Open yuanchen8911 opened 5 years ago
First of all, to clarify a bit on this, dynamic resource allocation is a Spark built-in feature to dynamically change the number of executors at runtime according to the task workload. I think here you are referring to the way the operator handles changes to the number of executors in a SparkApplication
object. It's ideal to not need an application restart in that case. However. currently we are not able to achieve that because the executor pods are requested and managed by the driver, which serves as a custom k8s controller for the executor pods. Unless we have a way to plug into the driver and gain control over executor pod provisioning and management, there's really no way we can achieve that. The user guide is too forward looking on this.
Regarding dynamic resource allocation, we do plan to support that. With dynamic resource allocation, spec.executor.instances
in a SparkApplication
object is the initial number of executor pods to request. The actual number may change dynamically at runtime.
Yes, I'm aware of the Spark build-in support and my questions was if we could dynamically update the number of executors through the Spark operator (i.e., by updating the number of instances in a SparkApplication object). To avoid a restart, can we use Webhook to intercept and handle the Spark driver's scheduling requests, a similar mechanism that Volcano uses to integrate its batch scheduler into the operator?
By saying "Regarding dynamic resource allocation, we do plan to support that." , did you mean you would build a similar dynamic allocation logic as the Spark driver into the operator (i.e., automated and dynamic adjustment of the pod number)? I think the problem stays he same.

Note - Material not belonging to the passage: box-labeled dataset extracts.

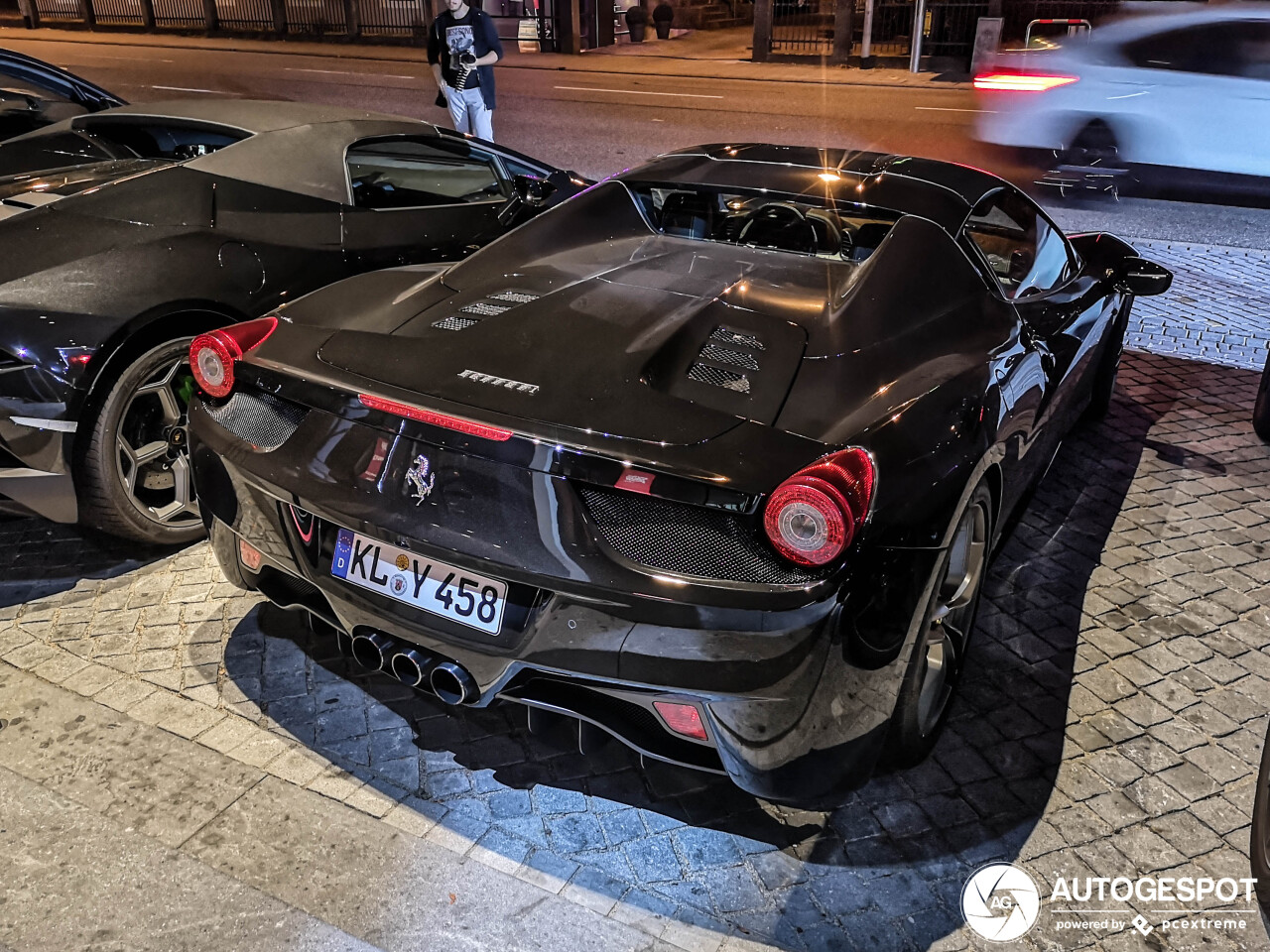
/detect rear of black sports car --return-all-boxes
[190,302,945,802]
[190,178,981,803]
[190,170,1132,805]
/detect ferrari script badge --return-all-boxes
[405,454,437,505]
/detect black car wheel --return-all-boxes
[886,484,992,767]
[1251,731,1270,914]
[78,337,203,544]
[1252,353,1270,443]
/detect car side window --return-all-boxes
[965,189,1077,299]
[348,139,511,208]
[1124,20,1249,76]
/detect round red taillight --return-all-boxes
[190,314,278,399]
[763,448,874,566]
[190,330,242,398]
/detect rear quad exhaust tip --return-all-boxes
[389,648,437,688]
[428,661,477,706]
[353,631,393,671]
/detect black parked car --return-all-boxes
[0,101,585,543]
[1250,729,1270,915]
[190,146,1171,802]
[0,50,124,140]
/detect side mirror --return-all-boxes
[1116,258,1174,298]
[516,176,557,208]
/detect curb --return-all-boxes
[0,27,972,92]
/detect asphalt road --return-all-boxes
[8,37,1270,248]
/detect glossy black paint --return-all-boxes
[0,50,126,140]
[1250,729,1270,915]
[0,101,584,522]
[190,146,1168,803]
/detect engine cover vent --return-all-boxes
[689,363,749,394]
[458,300,512,317]
[432,313,480,330]
[710,323,767,350]
[701,343,758,371]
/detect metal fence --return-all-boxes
[32,0,556,52]
[754,0,1120,66]
[772,0,835,56]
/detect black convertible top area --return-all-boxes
[640,144,1002,234]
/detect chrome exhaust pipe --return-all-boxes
[389,648,437,688]
[428,661,479,706]
[353,631,393,671]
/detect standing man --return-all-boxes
[428,0,503,142]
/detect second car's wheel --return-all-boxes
[1251,733,1270,914]
[77,337,203,544]
[885,482,992,767]
[1252,353,1270,443]
[1057,119,1135,198]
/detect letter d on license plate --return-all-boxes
[330,530,507,635]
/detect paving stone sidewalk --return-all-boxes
[0,239,1270,952]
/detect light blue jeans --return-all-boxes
[445,86,494,142]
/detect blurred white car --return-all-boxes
[974,3,1270,190]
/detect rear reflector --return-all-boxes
[653,701,708,740]
[357,394,512,443]
[974,71,1080,92]
[239,538,260,572]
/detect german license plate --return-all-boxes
[330,530,507,635]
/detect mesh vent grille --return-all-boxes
[458,300,512,317]
[577,486,821,585]
[203,390,308,450]
[701,344,758,371]
[689,363,749,394]
[710,326,767,350]
[432,313,480,330]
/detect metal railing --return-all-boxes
[31,0,557,52]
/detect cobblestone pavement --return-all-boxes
[0,243,1270,952]
[1125,240,1270,369]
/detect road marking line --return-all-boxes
[286,66,416,78]
[74,54,177,62]
[557,86,722,99]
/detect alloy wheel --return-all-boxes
[115,357,199,528]
[917,502,988,735]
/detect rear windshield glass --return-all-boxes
[626,181,899,262]
[75,115,249,162]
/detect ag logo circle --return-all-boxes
[961,863,1040,942]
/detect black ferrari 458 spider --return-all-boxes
[190,146,1171,803]
[0,101,585,543]
[0,50,124,140]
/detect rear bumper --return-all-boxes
[190,396,936,805]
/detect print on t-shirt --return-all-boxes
[445,26,480,89]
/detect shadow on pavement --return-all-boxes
[0,516,179,608]
[226,354,1252,949]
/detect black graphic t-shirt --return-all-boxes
[428,8,503,91]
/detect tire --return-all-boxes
[1252,353,1270,443]
[885,482,992,768]
[76,337,204,545]
[1248,733,1270,915]
[1056,119,1137,199]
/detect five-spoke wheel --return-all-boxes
[886,484,992,767]
[80,337,203,544]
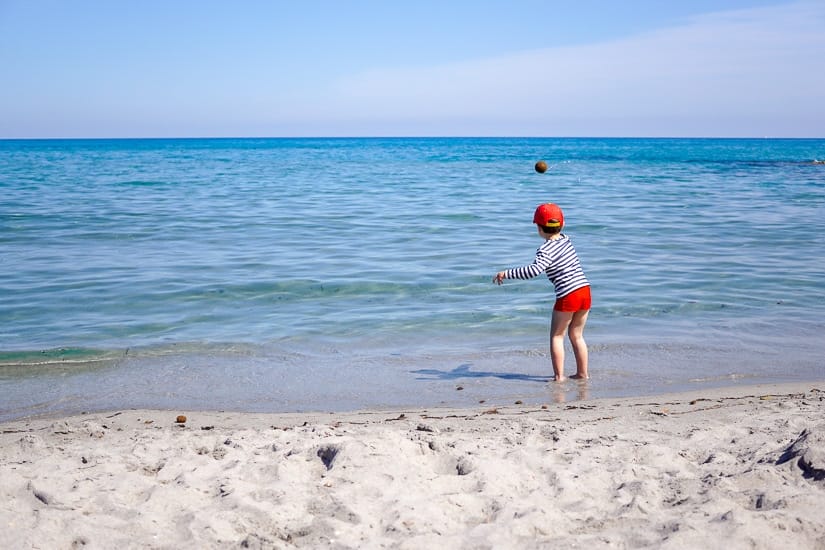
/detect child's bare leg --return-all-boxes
[550,310,573,382]
[567,309,590,379]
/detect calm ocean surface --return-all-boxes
[0,138,825,420]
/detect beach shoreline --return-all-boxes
[0,381,825,548]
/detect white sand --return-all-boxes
[0,382,825,550]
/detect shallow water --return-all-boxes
[0,138,825,419]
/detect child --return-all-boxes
[493,203,590,382]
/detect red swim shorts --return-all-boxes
[553,286,590,311]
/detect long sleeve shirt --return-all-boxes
[504,234,590,298]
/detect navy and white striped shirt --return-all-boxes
[504,233,590,298]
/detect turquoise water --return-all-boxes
[0,138,825,419]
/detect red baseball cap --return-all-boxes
[533,202,564,227]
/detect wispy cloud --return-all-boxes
[306,2,825,135]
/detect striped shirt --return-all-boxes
[504,234,590,298]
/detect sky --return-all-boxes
[0,0,825,138]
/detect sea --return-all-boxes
[0,138,825,421]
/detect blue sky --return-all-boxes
[0,0,825,138]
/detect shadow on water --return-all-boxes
[410,363,550,384]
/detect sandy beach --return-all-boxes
[0,382,825,549]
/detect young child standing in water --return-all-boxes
[493,203,590,382]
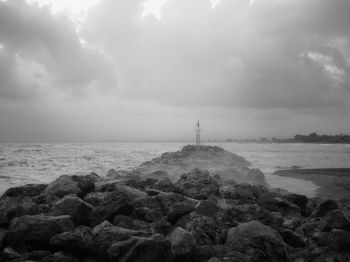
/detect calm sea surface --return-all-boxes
[0,142,350,196]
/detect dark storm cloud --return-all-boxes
[84,0,350,109]
[0,0,116,98]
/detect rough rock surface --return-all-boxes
[0,146,350,262]
[136,145,267,186]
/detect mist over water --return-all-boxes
[0,142,350,196]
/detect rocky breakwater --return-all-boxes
[0,146,350,262]
[136,145,267,186]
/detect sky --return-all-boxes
[0,0,350,142]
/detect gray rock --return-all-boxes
[186,217,226,245]
[175,169,219,199]
[279,229,307,248]
[2,184,47,198]
[311,199,339,218]
[226,221,288,262]
[168,227,196,256]
[108,234,173,262]
[9,215,74,245]
[136,145,267,186]
[50,226,93,254]
[43,175,95,198]
[51,195,93,225]
[257,192,300,216]
[92,226,147,261]
[320,209,350,231]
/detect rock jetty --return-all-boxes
[136,145,267,186]
[0,147,350,262]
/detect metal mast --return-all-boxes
[196,120,201,146]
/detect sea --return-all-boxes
[0,142,350,196]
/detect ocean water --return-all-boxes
[0,142,350,196]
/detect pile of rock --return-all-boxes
[136,145,267,186]
[0,146,350,262]
[0,169,350,262]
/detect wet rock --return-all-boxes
[89,186,147,226]
[311,199,339,218]
[51,195,93,225]
[167,199,197,224]
[246,168,268,187]
[19,250,51,261]
[193,200,221,217]
[113,215,151,231]
[9,215,74,246]
[86,172,104,183]
[2,247,21,261]
[2,184,47,198]
[311,232,330,247]
[92,226,146,261]
[217,204,283,228]
[121,170,175,192]
[175,169,219,199]
[327,229,350,252]
[220,183,268,204]
[137,145,267,186]
[91,220,113,235]
[134,192,197,222]
[40,251,79,262]
[43,175,95,198]
[282,216,306,230]
[295,221,319,238]
[186,217,226,245]
[279,229,307,248]
[284,194,309,216]
[226,221,287,262]
[189,245,227,262]
[108,234,173,262]
[320,209,350,231]
[2,231,27,254]
[308,248,350,262]
[168,227,196,256]
[258,192,300,216]
[50,226,92,253]
[0,197,46,226]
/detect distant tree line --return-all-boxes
[226,132,350,144]
[294,132,350,144]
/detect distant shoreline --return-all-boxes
[226,132,350,144]
[273,168,350,204]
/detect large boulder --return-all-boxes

Can we do it without restarting the job or running pods?
Yes, I'm aware of the Spark build-in support and my questions was if we could dynamically update the number of executors through the Spark operator (i.e., by updating the number of instances in a SparkApplication object). To avoid a restart, can we use Webhook to intercept and handle the Spark driver's scheduling requests, a similar mechanism that Volcano uses to integrate its batch scheduler into the operator?
We can use the webhook to configure newly created executor pods if we can inform the driver the updated number of executors at runtime without restarting the driver. For example, ideally spark-submit
should have a subcommand for updating certain properties of the job without restarting it. I am not aware of a way to do that. Do you know if there's any way to do that?

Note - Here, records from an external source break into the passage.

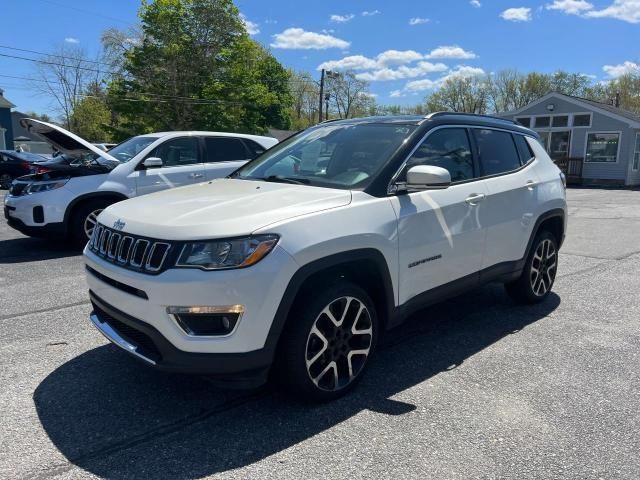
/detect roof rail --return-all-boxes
[427,112,518,125]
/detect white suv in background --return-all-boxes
[85,113,567,400]
[4,119,278,246]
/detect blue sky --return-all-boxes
[0,0,640,117]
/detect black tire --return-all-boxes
[0,173,13,190]
[275,280,379,402]
[505,230,558,304]
[69,198,113,248]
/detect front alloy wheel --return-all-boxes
[274,279,378,402]
[306,297,373,391]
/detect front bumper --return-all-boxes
[89,292,271,388]
[84,246,297,382]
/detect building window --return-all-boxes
[551,115,569,127]
[573,113,591,127]
[584,133,620,163]
[536,117,551,128]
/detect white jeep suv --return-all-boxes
[4,119,278,247]
[85,113,567,400]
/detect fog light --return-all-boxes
[167,305,244,337]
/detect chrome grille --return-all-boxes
[89,224,171,274]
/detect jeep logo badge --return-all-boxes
[113,219,126,230]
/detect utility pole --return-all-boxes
[318,68,324,122]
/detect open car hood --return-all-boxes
[20,118,120,163]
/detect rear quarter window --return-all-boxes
[473,128,521,176]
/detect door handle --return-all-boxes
[465,193,485,207]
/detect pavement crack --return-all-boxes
[23,390,268,480]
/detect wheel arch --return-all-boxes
[265,248,395,355]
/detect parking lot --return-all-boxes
[0,189,640,479]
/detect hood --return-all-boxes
[99,179,351,240]
[20,118,120,163]
[18,165,109,182]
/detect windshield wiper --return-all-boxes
[262,175,311,185]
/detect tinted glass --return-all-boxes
[204,137,249,163]
[573,115,591,127]
[242,138,267,159]
[404,128,474,182]
[235,123,417,189]
[513,135,533,165]
[551,115,569,127]
[473,129,520,175]
[149,137,199,167]
[535,117,551,128]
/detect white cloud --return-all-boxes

By saying "Regarding dynamic resource allocation, we do plan to support that." , did you mean you would build a similar dynamic allocation logic as the Spark driver into the operator (i.e., automated and dynamic adjustment of the pod number)? I think the problem stays he same. Can we do it without restarting the job or running pods?
We do have a plan to build a Kubernetes-native external shuffle service that works with the new shuffle API currently being worked on. However, what I meant was more for the operator be able to automatically configure an application to use an existing shuffle service. With dynamic resource allocation, the driver decides the number of active executors at runtime and add new or remove existing executors based on that without needing to restart.

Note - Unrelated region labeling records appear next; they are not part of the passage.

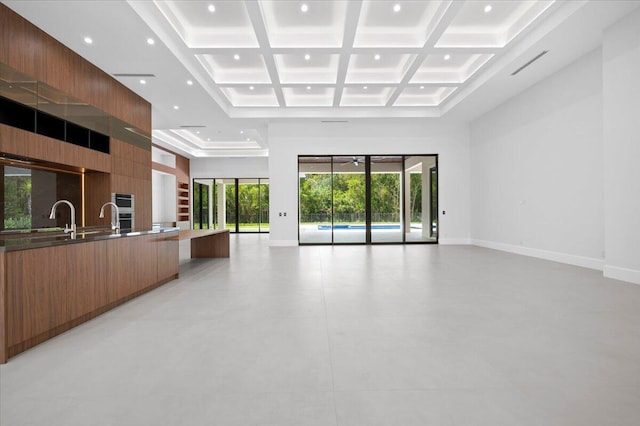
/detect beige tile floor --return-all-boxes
[0,235,640,426]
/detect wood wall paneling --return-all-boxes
[0,124,111,173]
[0,4,44,79]
[84,171,111,227]
[0,4,151,133]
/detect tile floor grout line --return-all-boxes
[319,246,339,426]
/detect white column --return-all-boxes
[207,185,215,229]
[216,183,227,229]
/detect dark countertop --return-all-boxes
[0,227,180,252]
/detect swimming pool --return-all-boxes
[318,223,422,231]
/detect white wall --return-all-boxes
[471,49,604,269]
[190,157,269,179]
[603,6,640,284]
[151,170,177,223]
[269,119,469,246]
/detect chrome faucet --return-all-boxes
[99,201,120,234]
[49,200,76,239]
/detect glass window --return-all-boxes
[298,157,333,244]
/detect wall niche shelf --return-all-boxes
[177,182,189,222]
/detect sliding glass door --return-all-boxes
[332,156,367,244]
[298,155,438,244]
[371,155,403,243]
[193,178,269,233]
[298,157,333,244]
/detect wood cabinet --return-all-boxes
[0,230,179,363]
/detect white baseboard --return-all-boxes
[471,239,604,271]
[438,238,471,246]
[604,265,640,284]
[269,240,298,247]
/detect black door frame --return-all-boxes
[298,154,440,245]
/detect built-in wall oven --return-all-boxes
[111,192,136,232]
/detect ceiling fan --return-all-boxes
[340,156,362,167]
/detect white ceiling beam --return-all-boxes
[386,1,465,107]
[333,0,362,108]
[244,1,287,108]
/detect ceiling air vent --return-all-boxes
[111,72,156,78]
[511,50,549,75]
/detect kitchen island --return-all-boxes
[0,228,179,363]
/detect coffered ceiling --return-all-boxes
[2,0,640,158]
[142,0,554,112]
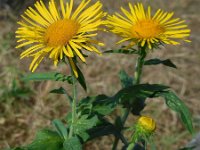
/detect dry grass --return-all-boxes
[0,0,200,150]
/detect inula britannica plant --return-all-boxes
[14,0,193,150]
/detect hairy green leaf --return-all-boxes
[52,119,68,140]
[22,72,72,83]
[63,137,82,150]
[88,121,128,145]
[73,115,98,141]
[27,129,63,150]
[104,49,138,54]
[50,87,73,103]
[119,70,133,88]
[75,64,87,91]
[144,58,177,68]
[158,91,193,133]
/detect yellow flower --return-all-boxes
[16,0,105,76]
[137,116,156,133]
[107,3,190,49]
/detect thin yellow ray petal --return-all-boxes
[65,0,74,19]
[69,41,86,62]
[71,0,91,20]
[63,46,73,57]
[60,0,66,18]
[68,58,78,78]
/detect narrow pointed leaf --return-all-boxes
[52,119,68,140]
[144,58,177,68]
[22,72,72,83]
[104,49,138,54]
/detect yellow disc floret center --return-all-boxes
[44,19,79,47]
[131,19,164,39]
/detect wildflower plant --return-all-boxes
[12,0,193,150]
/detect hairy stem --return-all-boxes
[69,74,77,137]
[112,47,146,150]
[134,47,146,84]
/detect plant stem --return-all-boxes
[134,47,146,84]
[112,47,146,150]
[69,74,77,137]
[112,109,130,150]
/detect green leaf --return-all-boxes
[119,70,133,88]
[179,146,196,150]
[27,129,63,150]
[50,87,73,103]
[75,64,87,91]
[92,105,114,116]
[88,121,128,145]
[109,84,169,105]
[144,58,177,68]
[104,49,138,54]
[22,72,72,84]
[52,119,68,140]
[73,115,98,141]
[78,95,113,115]
[158,91,194,134]
[63,137,82,150]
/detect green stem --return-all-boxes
[112,109,130,150]
[69,74,77,137]
[134,47,147,84]
[112,47,146,150]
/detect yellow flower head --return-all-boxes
[107,3,190,49]
[16,0,105,76]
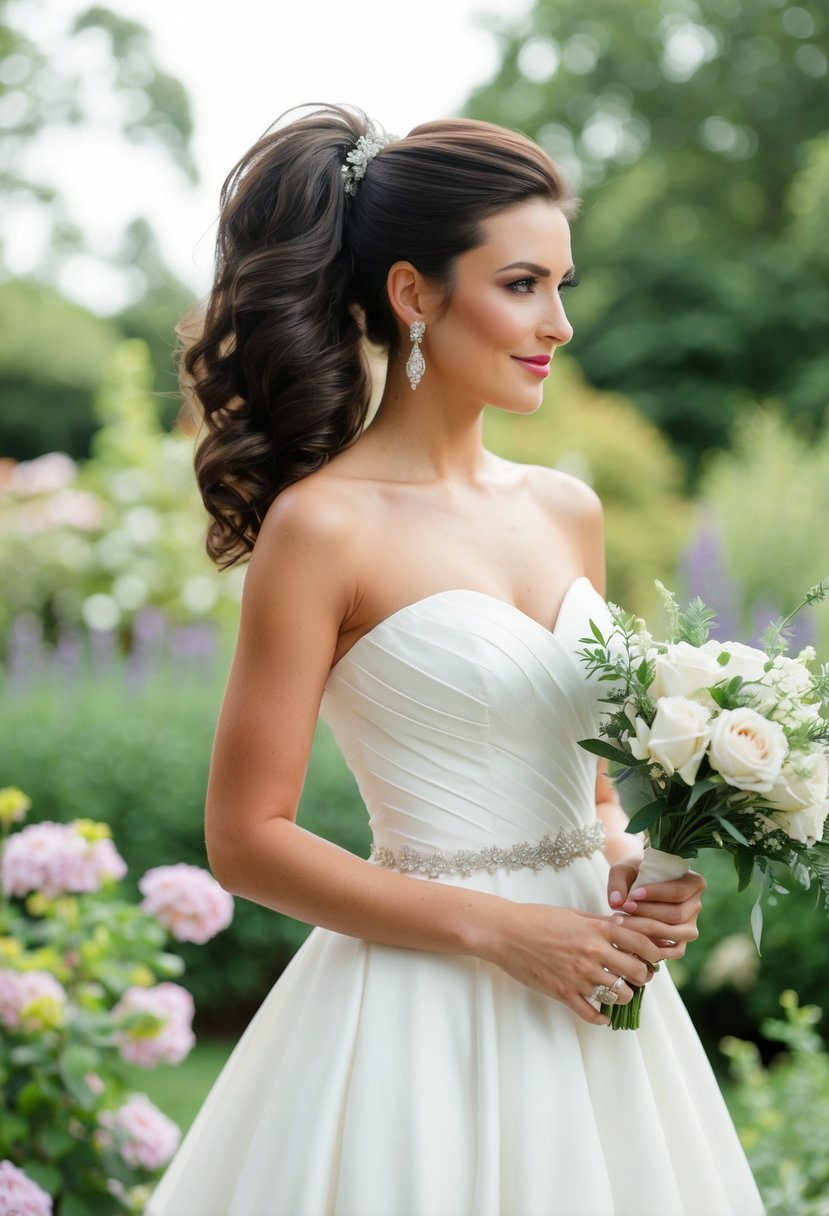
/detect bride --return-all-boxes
[147,107,762,1216]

We do have a plan to build a Kubernetes-native external shuffle service that works with the new shuffle API currently being worked on.
Any detail on that? "Dynamic resource allocation" is also interesting to me :)
@k82cn Do you guys have any plan to support dynamic number of pods for a batch job on the Volcano side?
Do you guys have any plan to support dynamic number of pods for a batch job on the Volcano side?
oh, we have the plan for both spark, operator and volcano side :)
Any detail on that? "Dynamic resource allocation" is also interesting to me :)
It looks like that the new shuffle API change necessary for implementing the external shuffle service won't be completed in Spark 3.0, making it impossible to build a pluggable Kubernetes-native shuffle service even with Spark 3.0. One alternative is discussed in https://github.com/GoogleCloudPlatform/spark-on-k8s-operator/issues/616.
A limited form of dynamic allocation via shuffle tracking will be supported in https://github.com/GoogleCloudPlatform/spark-on-k8s-operator/pull/976.
Spark 3 (or maybe 3.1) supports dynamic allocation now (without an external shuffler).
However, the current defaulting sets the number of instances to 1
Doesn't that disable the effects of dynamic allocation?
This is an important feature. It seems the current implementation simply kills the existing application and restarts new one. Any update or plan on improving it, e.g, incremental allocation? Thanks.
Quote from the user guide.
"If the application is currently running, the operator kills the running application before submitting a new run with the updated specification. There is planned work to enhance the way SparkApplication updates are handled. For example, if the change was to increase the number of executor instances, instead of killing the currently running application and starting a new run, it is a much better user experience to incrementally launch the additional executor pods."